CI PyPI Docs Coverage License: MIT Python 3.11+ DOI

Epsilon Machine Inference & Characterization

A Python framework for constructing and analyzing epsilon-machines based on computational mechanics.

📚 Documentation | 🚀 Getting Started

What is an Epsilon-Machine?

An epsilon-machine (ε-machine) is the minimal, optimal predictor of a stochastic process. Introduced by James Crutchfield and collaborators, ε-machines capture the intrinsic computational structure hidden in sequential data.

Key concepts:

  • Causal states: Equivalence classes of histories that yield identical predictions
  • Statistical complexity (Cμ): The entropy of the causal state distribution — a measure of structural complexity
  • Entropy rate (hμ): The irreducible randomness in the process

ε-machines reveal the emic structure of a process — the computational organization that exists within the system itself, not imposed from outside.

Features

  • 🔮 Inference: Reconstruct ε-machines using multiple algorithms (CSSR, CSM, BSI, Spectral, NSD)
  • 📊 Analysis: Compute complexity measures (Cμ, hμ, excess entropy E, crypticity χ)
  • 🎲 Sources: Built-in stochastic process generators (Golden Mean, Even Process, Biased Coin, Periodic) with noise transforms (BitFlipNoise)
  • 🔗 Pipeline: Composable >> operator for source → inference → analysis workflows
  • 🧪 Experiments: CLI and framework for reproducible algorithm benchmarking
  • 📈 Visualization: State diagram rendering with Graphviz
  • 📝 Export: LaTeX tables, TikZ diagrams, DOT, Mermaid, and JSON formats
  • 🧩 Extensible: Protocol-based architecture for custom algorithms and sources

Installation

pip install emic

Or install from source with uv:

git clone https://github.com/johnazariah/emic.git
cd emic
uv sync --dev

Quick Start

from emic.sources import GoldenMeanSource, TakeN
from emic.inference import CSSR, CSSRConfig
from emic.analysis import analyze

# Generate data from the Golden Mean process (no consecutive 1s)
source = GoldenMeanSource(p=0.5, _seed=42)
data = TakeN(10_000)(source)

# Infer the epsilon-machine using CSSR
config = CSSRConfig(max_history=5, significance=0.001)
result = CSSR(config).infer(data)

# Analyze the inferred machine
summary = analyze(result.machine)
print(f"States: {len(result.machine.states)}")
print(f"Statistical Complexity: Cμ = {summary.statistical_complexity:.4f}")
print(f"Entropy Rate: hμ = {summary.entropy_rate:.4f}")

Pipeline Composition

Chain operations using the >> operator:

from emic.sources import GoldenMeanSource, TakeN
from emic.inference import CSSR, CSSRConfig
from emic.analysis import analyze

# Compose source and transforms
source = GoldenMeanSource(p=0.5, _seed=42)
data = source >> TakeN(10_000)

# Infer and analyze
config = CSSRConfig(max_history=5, significance=0.001)
result = CSSR(config).infer(data)
summary = analyze(result.machine)

print(summary)

Built-in Sources

Process Description True States
Golden Mean No consecutive 1s allowed 2
Even Process Even number of 1s between 0s 2
Biased Coin i.i.d.

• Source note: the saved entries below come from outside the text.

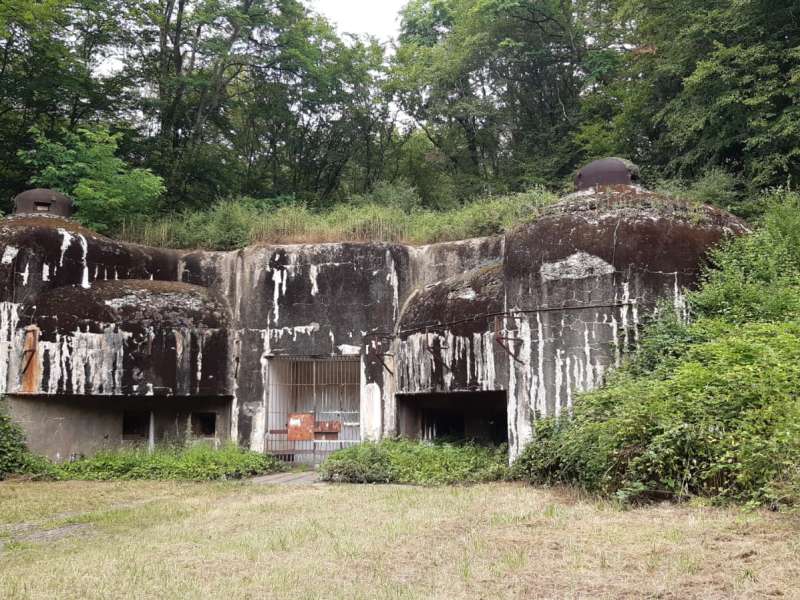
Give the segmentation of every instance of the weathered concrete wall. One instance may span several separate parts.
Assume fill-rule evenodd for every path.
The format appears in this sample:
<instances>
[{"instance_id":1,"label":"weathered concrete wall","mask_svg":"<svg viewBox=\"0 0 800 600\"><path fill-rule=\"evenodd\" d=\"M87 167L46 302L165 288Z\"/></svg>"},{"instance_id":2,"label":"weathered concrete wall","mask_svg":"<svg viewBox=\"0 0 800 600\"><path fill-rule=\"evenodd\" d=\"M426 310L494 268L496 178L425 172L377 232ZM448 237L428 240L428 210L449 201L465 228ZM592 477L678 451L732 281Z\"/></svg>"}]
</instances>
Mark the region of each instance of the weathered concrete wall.
<instances>
[{"instance_id":1,"label":"weathered concrete wall","mask_svg":"<svg viewBox=\"0 0 800 600\"><path fill-rule=\"evenodd\" d=\"M396 392L503 391L514 455L537 415L602 382L659 300L684 311L706 250L744 231L635 187L419 248L173 252L14 217L0 223L0 391L230 396L233 439L262 450L270 358L357 355L362 437L398 432Z\"/></svg>"},{"instance_id":2,"label":"weathered concrete wall","mask_svg":"<svg viewBox=\"0 0 800 600\"><path fill-rule=\"evenodd\" d=\"M193 398L191 402L117 398L112 402L102 396L10 395L6 400L11 417L25 432L29 448L57 462L134 444L122 437L126 411L152 413L155 443L185 440L193 412L215 413L216 442L230 439L230 401L225 398Z\"/></svg>"},{"instance_id":3,"label":"weathered concrete wall","mask_svg":"<svg viewBox=\"0 0 800 600\"><path fill-rule=\"evenodd\" d=\"M176 281L180 253L48 216L0 240L0 393L230 393L227 303Z\"/></svg>"},{"instance_id":4,"label":"weathered concrete wall","mask_svg":"<svg viewBox=\"0 0 800 600\"><path fill-rule=\"evenodd\" d=\"M706 251L744 224L635 187L575 194L505 236L502 268L418 291L403 313L398 391L507 390L512 457L537 416L572 410L684 290Z\"/></svg>"}]
</instances>

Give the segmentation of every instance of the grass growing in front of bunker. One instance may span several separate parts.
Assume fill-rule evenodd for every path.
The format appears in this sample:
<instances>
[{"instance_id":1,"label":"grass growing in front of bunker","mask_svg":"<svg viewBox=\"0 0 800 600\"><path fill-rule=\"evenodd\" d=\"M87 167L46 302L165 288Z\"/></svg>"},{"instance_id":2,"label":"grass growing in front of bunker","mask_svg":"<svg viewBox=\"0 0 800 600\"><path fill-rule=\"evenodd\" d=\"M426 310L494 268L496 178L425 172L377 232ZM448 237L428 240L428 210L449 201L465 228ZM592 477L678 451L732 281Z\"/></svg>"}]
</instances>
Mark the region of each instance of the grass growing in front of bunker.
<instances>
[{"instance_id":1,"label":"grass growing in front of bunker","mask_svg":"<svg viewBox=\"0 0 800 600\"><path fill-rule=\"evenodd\" d=\"M791 515L510 483L7 482L0 597L791 597L798 534Z\"/></svg>"},{"instance_id":2,"label":"grass growing in front of bunker","mask_svg":"<svg viewBox=\"0 0 800 600\"><path fill-rule=\"evenodd\" d=\"M396 439L334 452L320 467L325 481L441 485L506 479L508 448Z\"/></svg>"},{"instance_id":3,"label":"grass growing in front of bunker","mask_svg":"<svg viewBox=\"0 0 800 600\"><path fill-rule=\"evenodd\" d=\"M272 456L227 444L213 448L198 443L159 446L152 452L130 448L100 452L90 458L56 466L59 479L242 479L284 470Z\"/></svg>"}]
</instances>

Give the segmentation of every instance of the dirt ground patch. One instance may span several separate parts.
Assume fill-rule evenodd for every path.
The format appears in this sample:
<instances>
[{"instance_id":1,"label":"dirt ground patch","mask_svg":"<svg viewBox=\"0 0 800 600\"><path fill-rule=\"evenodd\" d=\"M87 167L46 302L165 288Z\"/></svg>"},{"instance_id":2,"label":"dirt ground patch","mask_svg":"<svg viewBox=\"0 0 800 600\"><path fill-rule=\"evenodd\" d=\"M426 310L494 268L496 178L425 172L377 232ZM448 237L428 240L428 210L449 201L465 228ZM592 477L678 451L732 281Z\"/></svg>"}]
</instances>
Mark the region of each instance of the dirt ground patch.
<instances>
[{"instance_id":1,"label":"dirt ground patch","mask_svg":"<svg viewBox=\"0 0 800 600\"><path fill-rule=\"evenodd\" d=\"M0 523L2 598L800 597L795 516L513 484L6 483Z\"/></svg>"}]
</instances>

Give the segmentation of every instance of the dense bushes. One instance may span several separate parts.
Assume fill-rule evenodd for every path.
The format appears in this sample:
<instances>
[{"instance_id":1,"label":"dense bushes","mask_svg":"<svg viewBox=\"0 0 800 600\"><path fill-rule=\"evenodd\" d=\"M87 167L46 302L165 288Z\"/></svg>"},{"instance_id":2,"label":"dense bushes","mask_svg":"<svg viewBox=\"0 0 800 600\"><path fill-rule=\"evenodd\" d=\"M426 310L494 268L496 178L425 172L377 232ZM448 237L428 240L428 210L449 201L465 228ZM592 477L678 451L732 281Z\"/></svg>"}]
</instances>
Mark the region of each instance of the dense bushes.
<instances>
[{"instance_id":1,"label":"dense bushes","mask_svg":"<svg viewBox=\"0 0 800 600\"><path fill-rule=\"evenodd\" d=\"M129 220L120 237L152 246L218 250L240 248L253 242L421 244L500 233L535 218L540 209L557 199L535 189L524 194L483 198L452 210L433 211L415 209L407 192L397 190L397 193L397 202L386 202L383 197L356 198L323 212L280 199L239 199L222 202L204 212L158 220ZM382 194L388 192L382 189ZM378 204L378 200L386 203Z\"/></svg>"},{"instance_id":2,"label":"dense bushes","mask_svg":"<svg viewBox=\"0 0 800 600\"><path fill-rule=\"evenodd\" d=\"M206 444L101 452L59 465L61 479L241 479L283 469L277 459L234 445L215 449Z\"/></svg>"},{"instance_id":3,"label":"dense bushes","mask_svg":"<svg viewBox=\"0 0 800 600\"><path fill-rule=\"evenodd\" d=\"M713 253L693 323L662 313L573 420L536 423L517 476L626 499L800 499L800 197L770 203Z\"/></svg>"},{"instance_id":4,"label":"dense bushes","mask_svg":"<svg viewBox=\"0 0 800 600\"><path fill-rule=\"evenodd\" d=\"M0 481L9 475L52 476L53 466L28 452L22 430L6 414L0 399Z\"/></svg>"},{"instance_id":5,"label":"dense bushes","mask_svg":"<svg viewBox=\"0 0 800 600\"><path fill-rule=\"evenodd\" d=\"M478 483L505 478L507 456L505 447L384 440L335 452L320 473L349 483Z\"/></svg>"},{"instance_id":6,"label":"dense bushes","mask_svg":"<svg viewBox=\"0 0 800 600\"><path fill-rule=\"evenodd\" d=\"M0 407L0 480L20 472L27 455L22 432Z\"/></svg>"},{"instance_id":7,"label":"dense bushes","mask_svg":"<svg viewBox=\"0 0 800 600\"><path fill-rule=\"evenodd\" d=\"M667 370L623 372L573 421L537 423L517 474L632 498L786 501L800 465L800 323L689 330L708 341Z\"/></svg>"}]
</instances>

Bernoulli process 1
Periodic Deterministic repeating pattern n (period length)

Experiments

Run reproducible experiments to evaluate algorithm performance:

# Run all experiments with parallel execution
emic-experiment --all --parallel 4

# Quick mode for development
emic-experiment --quick

# List available experiments
emic-experiment --list

Algorithm Accuracy (January 2026)

Algorithm State Count Accuracy Cμ Error
Spectral 85% (100% at N≥10K) 0.15
CSSR 82% 0.05
NSD 73% 0.12
CSM 39% 0.10
BSI 32% 0.53

See the Experiments Guide for full details.

Project Status

Core implementation complete — The framework is functional with:

  • Multiple inference algorithms: CSSR, CSM, BSI, Spectral, NSD
  • Full analysis suite (Cμ, hμ, excess entropy E, crypticity χ)
  • Synthetic and empirical data sources with noise transforms
  • Pipeline composition
  • 429 tests with 82%+ coverage
  • Deep dive documentation: CSSR, Spectral Learning, Complexity Measures, Working with Real Data

📚 Full documentation available

Testing

All 429 tests are catalogued in the Testing Register, each with a plain English intent and classified by kind:

Kind Count What it verifies
Fact 280 Deterministic structural truths — immutability, validation, construction
Theory 73 Mathematical relationships from computational mechanics — Cμ, hμ, E, χ values
Property 30 Invariants across inputs — reproducibility, algorithm agreement, stochastic validity

Test categories:

  • Unit tests — Types, analysis measures, all 5 inference algorithms, sources, transforms, output formats
  • Golden tests — Algorithms verified against analytically known ε-machines (Golden Mean, Even Process, Biased Coin, Periodic)
  • Integration tests — Pipeline composition from source through inference to analysis
  • Machine invariant tests — Every algorithm's output validated for stochastic correctness (transition sums ≤ 1.0)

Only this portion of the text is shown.